Razem z wnioskiem o uchylenie immunitetu Kwiatkowskiemu pod koniec sierpnia prokurator generalny Andrzej Seremet skierował do Sejmu wniosek Prokuratury Apelacyjnej w Katowicach o uchylenie immunitetu także posła Jana Burego. Bez uchylenia immunitetu prokuratura nie może postawić zarzutu osobie nim objętej. Prokuratura chce przedstawić Buremu i Kwiatkowskiemu zarzuty z art. 231 kodeksu karnego, czyli przekroczenia uprawnień - co jest zagrożone karą do 3 lat więzienia.
W przypadku prezesa NIK chodzi o cztery zarzuty, "niezgodnego z prawem wpływania na przebieg konkursów na szefów delegatury NIK w Rzeszowie i w Łodzi, a także wicedyrektora departamentu środowiska w NIK". Jak mówił rzecznik Prokuratury Generalnej Mateusz Martyniuk, prezes NIK miał "manipulować przebiegiem konkursów na te stanowiska"; rzecznik PG nie podał szczegółów.
Z kolei w przypadku posła PSL chodzi o trzy zarzuty "nakłaniania wysokich rangą funkcjonariuszy publicznych do niezgodnego z prawem wpływania na wyniki konkursu na stanowiska szefów delegatury NIK w Rzeszowie i wpływania na wyniki kontroli prowadzonej przez NIK w jednej z podkarpackich gmin" - mówił Martyniuk. Dodał, że zarzuty wobec Burego można podzielić na dwie grupy: chodzi zarówno o nakłanianie funkcjonariuszy publicznych do wpływania na wyniki konkursów na te stanowiska, ale również o nakłanianie funkcjonariuszy publicznych w trakcie trwania kontroli prowadzonej przez NIK w jednej z gmin na Podkarpaciu.

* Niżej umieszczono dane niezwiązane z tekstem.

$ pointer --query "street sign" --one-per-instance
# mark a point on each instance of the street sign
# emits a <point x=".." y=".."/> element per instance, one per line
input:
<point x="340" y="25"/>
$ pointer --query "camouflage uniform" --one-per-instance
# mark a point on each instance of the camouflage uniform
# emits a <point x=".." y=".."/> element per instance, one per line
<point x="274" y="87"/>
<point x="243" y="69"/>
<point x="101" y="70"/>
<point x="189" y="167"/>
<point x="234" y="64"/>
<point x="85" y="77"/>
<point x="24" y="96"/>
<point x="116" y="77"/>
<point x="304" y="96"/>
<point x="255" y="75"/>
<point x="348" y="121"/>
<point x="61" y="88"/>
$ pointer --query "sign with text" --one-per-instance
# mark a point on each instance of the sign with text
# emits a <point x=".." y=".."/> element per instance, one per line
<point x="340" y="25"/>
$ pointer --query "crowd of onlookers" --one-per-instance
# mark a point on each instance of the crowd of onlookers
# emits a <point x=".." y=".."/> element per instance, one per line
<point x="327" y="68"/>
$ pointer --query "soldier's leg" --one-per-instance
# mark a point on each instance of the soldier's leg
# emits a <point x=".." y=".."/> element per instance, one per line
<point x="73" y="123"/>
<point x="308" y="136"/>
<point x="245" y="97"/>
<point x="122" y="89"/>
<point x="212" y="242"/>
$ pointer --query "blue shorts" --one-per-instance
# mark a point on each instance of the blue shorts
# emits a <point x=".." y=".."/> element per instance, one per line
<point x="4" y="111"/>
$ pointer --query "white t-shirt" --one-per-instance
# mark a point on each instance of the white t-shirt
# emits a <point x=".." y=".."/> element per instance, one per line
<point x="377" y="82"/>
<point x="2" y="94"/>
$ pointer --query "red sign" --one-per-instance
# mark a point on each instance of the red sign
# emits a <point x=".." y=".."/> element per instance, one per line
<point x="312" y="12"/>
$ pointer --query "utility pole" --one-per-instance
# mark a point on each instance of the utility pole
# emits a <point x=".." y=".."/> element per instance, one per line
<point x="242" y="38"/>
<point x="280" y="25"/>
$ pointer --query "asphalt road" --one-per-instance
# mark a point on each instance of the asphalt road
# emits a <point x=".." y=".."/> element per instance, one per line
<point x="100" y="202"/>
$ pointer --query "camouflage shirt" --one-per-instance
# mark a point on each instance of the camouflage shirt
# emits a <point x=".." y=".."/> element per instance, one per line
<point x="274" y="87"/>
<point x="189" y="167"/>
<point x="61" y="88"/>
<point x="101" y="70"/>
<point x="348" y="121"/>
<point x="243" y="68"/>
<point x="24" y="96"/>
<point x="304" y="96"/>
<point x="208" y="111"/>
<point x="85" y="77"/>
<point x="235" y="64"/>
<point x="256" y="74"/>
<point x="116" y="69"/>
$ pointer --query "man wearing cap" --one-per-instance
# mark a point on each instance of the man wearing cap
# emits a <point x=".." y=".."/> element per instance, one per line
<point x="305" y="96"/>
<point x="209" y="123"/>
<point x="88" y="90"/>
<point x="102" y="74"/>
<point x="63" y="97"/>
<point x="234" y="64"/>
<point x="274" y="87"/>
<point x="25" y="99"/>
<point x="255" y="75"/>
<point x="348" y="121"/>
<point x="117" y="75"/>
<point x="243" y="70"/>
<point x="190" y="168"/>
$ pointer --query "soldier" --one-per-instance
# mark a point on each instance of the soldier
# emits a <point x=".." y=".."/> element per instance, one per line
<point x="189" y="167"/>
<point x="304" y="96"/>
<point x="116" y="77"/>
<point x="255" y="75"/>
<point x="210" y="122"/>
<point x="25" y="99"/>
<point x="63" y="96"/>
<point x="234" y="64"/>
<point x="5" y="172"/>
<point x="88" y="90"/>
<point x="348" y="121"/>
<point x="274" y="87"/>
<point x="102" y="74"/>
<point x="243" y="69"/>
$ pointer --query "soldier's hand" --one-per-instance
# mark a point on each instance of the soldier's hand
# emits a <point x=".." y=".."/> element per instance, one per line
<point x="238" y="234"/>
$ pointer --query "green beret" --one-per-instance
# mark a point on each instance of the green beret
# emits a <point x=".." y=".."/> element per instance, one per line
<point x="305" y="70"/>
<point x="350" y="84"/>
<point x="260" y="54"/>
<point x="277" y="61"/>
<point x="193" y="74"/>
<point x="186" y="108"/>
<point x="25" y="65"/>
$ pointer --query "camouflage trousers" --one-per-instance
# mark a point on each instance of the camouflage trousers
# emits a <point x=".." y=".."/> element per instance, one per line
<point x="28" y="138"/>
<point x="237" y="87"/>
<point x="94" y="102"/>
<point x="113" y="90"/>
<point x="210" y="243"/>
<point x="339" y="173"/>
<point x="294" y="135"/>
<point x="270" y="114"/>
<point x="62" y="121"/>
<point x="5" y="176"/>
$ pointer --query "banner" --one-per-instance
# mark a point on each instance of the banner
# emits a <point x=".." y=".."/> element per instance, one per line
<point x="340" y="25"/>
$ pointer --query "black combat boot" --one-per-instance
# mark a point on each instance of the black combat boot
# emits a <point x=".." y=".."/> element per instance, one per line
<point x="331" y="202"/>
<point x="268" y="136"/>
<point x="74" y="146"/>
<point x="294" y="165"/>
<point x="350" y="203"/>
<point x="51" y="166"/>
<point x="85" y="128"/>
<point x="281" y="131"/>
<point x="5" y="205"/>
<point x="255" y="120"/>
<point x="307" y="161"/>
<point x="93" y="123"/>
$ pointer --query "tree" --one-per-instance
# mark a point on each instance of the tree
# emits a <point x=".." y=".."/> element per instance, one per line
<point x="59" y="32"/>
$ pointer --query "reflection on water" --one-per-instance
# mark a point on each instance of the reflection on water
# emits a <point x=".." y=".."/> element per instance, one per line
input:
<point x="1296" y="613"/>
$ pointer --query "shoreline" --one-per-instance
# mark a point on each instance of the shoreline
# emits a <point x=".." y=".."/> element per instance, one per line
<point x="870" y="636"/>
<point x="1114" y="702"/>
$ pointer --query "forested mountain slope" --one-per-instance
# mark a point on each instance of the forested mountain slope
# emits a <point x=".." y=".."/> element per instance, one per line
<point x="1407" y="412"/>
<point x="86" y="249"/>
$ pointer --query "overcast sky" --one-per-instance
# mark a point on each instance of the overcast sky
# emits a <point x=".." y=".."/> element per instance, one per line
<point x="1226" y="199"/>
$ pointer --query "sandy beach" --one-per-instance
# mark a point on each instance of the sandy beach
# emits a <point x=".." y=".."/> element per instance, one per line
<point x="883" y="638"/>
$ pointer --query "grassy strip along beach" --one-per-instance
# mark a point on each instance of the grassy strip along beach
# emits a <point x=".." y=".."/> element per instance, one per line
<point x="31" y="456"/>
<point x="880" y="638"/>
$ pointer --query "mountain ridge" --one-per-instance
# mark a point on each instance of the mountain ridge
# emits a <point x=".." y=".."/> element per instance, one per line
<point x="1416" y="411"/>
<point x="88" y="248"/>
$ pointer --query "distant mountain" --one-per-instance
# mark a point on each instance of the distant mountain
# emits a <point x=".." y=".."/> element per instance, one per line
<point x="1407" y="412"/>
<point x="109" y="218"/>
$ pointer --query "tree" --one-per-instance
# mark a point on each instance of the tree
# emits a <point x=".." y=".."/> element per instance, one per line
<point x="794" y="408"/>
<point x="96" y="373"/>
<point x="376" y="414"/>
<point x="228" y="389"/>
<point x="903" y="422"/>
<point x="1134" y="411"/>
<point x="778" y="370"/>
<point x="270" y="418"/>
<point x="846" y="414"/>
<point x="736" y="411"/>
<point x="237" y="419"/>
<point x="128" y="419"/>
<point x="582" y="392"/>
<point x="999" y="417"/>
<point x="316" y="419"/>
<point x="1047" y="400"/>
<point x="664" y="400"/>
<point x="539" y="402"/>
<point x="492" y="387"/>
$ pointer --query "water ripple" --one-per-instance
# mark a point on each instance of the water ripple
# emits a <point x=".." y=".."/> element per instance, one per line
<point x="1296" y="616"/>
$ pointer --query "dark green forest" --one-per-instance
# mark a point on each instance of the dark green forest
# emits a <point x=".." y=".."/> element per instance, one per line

Bury i Kwiatkowski odpierają zarzuty
Po skierowaniu wniosków przez prokuraturę szef klubu PSL mówił, że ma czyste sumienie, a jego zachowanie będzie stosowne do zaistniałej sytuacji. Pytany wówczas przez dziennikarzy w Sejmie, czy zrzeknie się immunitetu odparł, że podejmie decyzję po zapoznaniu się z wnioskiem prokuratury, gdy będzie miał "pełną wiedzę". Dodał, że nie będzie podejmował decyzji "pośpiesznie ani pod presją mediów".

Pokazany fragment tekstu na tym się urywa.